18. The method of calibration which was utilized for the Intoxilyzer 4011AS used in this case. (Citation omitted).
Ames , 71 Haw. at 315, 788 P.2d at 1287 (emphasis added).
More recently, this court has ruled that discoverable calibration records are limited to records made in close proximity to the date that the device was used to cite the defendant. See, e.g. , State v. Elizares , 136 Hawai‘i 28, 356 P.3d 1048, CAAP–14–0000498 2015 WL 5691390 at *1 (App. Sept. 28, 2015) (SDO) ( cert. denied ) (heard by the District Court with the instant case), State v. Eid , 127 Hawai‘i 3, 274 P.3d 1247, No. 29587 2012 WL 1071499 at *2 (App. Mar. 30, 2012) (SDO) (where defendant sought, inter alia , maintenance records of any device used to calibrate a police car speedometer for one year prior to his alleged offense, "Eid did not make a prima facie showing that the speed check evidence or speedometer reading were unreliable, and any claim on his part that the requested discovery would tend to negate his guilt or was material to his defense was speculative."); Lee , 120 Hawai‘i 256, 203 P.3d 676, No. 29017 2009 WL 641462 at *3 ("If the laser gun is functioning properly on the date of the alleged offense, the age and date of purchase of the laser gun do not appear to be material to the defense. See HRPP Rule 16(d).").

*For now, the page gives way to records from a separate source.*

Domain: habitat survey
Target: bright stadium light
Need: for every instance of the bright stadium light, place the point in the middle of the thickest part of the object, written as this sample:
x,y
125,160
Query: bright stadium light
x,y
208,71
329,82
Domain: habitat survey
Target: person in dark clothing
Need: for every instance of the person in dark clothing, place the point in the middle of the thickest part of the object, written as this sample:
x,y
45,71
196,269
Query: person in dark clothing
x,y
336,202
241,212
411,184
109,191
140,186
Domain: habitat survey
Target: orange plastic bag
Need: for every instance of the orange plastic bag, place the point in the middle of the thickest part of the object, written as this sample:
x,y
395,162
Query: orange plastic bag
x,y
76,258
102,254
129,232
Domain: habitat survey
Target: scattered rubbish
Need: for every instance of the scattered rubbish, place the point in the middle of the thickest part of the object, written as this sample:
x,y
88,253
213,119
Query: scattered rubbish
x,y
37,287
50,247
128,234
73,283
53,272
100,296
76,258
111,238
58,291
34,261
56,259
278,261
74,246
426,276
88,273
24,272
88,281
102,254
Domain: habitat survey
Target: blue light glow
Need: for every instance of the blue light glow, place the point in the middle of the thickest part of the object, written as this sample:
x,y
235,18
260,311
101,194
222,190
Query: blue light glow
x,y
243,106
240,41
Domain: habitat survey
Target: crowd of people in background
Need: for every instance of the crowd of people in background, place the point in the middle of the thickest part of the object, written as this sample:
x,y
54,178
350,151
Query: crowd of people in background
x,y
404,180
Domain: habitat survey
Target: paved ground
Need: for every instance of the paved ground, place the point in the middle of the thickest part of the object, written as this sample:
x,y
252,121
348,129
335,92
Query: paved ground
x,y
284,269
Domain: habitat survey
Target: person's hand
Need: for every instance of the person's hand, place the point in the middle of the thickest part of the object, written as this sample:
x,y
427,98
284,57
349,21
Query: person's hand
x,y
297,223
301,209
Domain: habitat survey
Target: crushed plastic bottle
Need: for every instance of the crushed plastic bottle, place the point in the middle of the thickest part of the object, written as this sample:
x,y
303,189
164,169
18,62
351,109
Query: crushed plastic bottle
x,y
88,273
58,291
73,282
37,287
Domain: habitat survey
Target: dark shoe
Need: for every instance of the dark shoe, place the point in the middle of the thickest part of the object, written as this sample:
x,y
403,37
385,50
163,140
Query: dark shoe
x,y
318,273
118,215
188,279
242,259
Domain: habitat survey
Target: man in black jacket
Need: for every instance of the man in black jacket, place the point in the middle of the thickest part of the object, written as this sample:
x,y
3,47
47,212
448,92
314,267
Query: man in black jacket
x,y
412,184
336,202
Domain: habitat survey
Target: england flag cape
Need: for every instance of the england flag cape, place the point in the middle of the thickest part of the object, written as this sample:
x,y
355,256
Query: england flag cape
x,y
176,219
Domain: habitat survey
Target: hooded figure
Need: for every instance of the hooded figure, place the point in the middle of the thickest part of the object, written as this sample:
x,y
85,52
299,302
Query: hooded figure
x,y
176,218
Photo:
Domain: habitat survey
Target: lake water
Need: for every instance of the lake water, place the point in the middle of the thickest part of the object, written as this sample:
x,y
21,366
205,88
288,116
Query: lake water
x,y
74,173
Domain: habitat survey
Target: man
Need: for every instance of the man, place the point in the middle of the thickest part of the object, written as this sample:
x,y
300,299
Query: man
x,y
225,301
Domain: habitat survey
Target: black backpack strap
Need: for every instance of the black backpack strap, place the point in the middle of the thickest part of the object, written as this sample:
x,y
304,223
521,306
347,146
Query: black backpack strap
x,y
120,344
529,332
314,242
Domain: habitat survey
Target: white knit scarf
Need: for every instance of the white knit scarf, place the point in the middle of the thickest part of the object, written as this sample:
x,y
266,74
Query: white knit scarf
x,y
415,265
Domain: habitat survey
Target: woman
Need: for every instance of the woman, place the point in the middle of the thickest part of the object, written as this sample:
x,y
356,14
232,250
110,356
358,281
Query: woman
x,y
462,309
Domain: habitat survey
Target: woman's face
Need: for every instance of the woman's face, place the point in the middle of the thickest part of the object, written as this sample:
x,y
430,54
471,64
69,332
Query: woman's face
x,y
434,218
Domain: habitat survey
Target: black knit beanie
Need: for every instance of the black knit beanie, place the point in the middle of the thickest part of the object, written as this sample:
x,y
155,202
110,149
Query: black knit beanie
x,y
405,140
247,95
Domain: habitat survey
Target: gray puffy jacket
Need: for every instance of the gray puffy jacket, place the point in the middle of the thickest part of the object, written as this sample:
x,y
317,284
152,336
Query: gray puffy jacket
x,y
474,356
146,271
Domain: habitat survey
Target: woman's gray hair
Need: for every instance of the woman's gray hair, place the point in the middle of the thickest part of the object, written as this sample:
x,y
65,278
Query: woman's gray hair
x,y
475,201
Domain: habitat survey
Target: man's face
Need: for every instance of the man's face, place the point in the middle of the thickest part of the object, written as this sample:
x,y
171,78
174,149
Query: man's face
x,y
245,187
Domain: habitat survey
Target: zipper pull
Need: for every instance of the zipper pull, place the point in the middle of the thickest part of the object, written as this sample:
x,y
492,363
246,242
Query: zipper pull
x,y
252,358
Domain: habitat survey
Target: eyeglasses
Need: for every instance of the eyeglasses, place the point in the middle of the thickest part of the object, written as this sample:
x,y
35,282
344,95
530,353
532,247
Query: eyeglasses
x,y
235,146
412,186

Murakami also argues that the continuous length of service of Intoxilyzer 68–011667 is itself suspect because such machines are allegedly unreliable. Murakami "specifically alleg[es] that the Intoxilizer [sic] [68–011667] was improperly maintained and therefore cannot be relied upon as a competent source of information [.]" Murakami provides no legal authority to support his proposition of general unreliability and does not proffer evidence of alleged impropriety, but rather speculates that the calibration records of Intoxilyzer 68–011667 dating back to 2008—when Intoxilyzer 68–011667 began its uninterrupted service—will provide insight into inevitable mistakes in its maintenance and calibration because (1) ever since "[Officer Nacis] signed off as the supervisor, and ever since he took over there has been no malfunction"; and (2) the expert testimony of Dr. Michaud indicates that verifying the accuracy of Intoxilyzer 68–011667 is not possible without certain information.
Murakami's argument is without merit. As his counsel acknowledged before the District Court, defendants are routinely provided with (1) the maintenance and calibration records taken thirty days before and after the breath test in question; and (2) the actual results of Murakami's breath test. As explained in Eid , without a prima facie showing that the measuring instrument was otherwise unreliable, any claim that the requested discovery would tend to negate his guilt or was material to his defense is speculative. As explained in Lee , if the measuring instrument is functioning properly on the date of the alleged offense, then the historical calibration and maintenance records are not material to the defense. Lee , 120 Hawai‘i 256, 203 P.3d 676, No. 29017 2009 WL 641462.
Therefore, the March 5, 2014 Notice of Entry of Judgment and/or Order entered by the District Court of the Third Circuit, North and South Hilo Division is affirmed.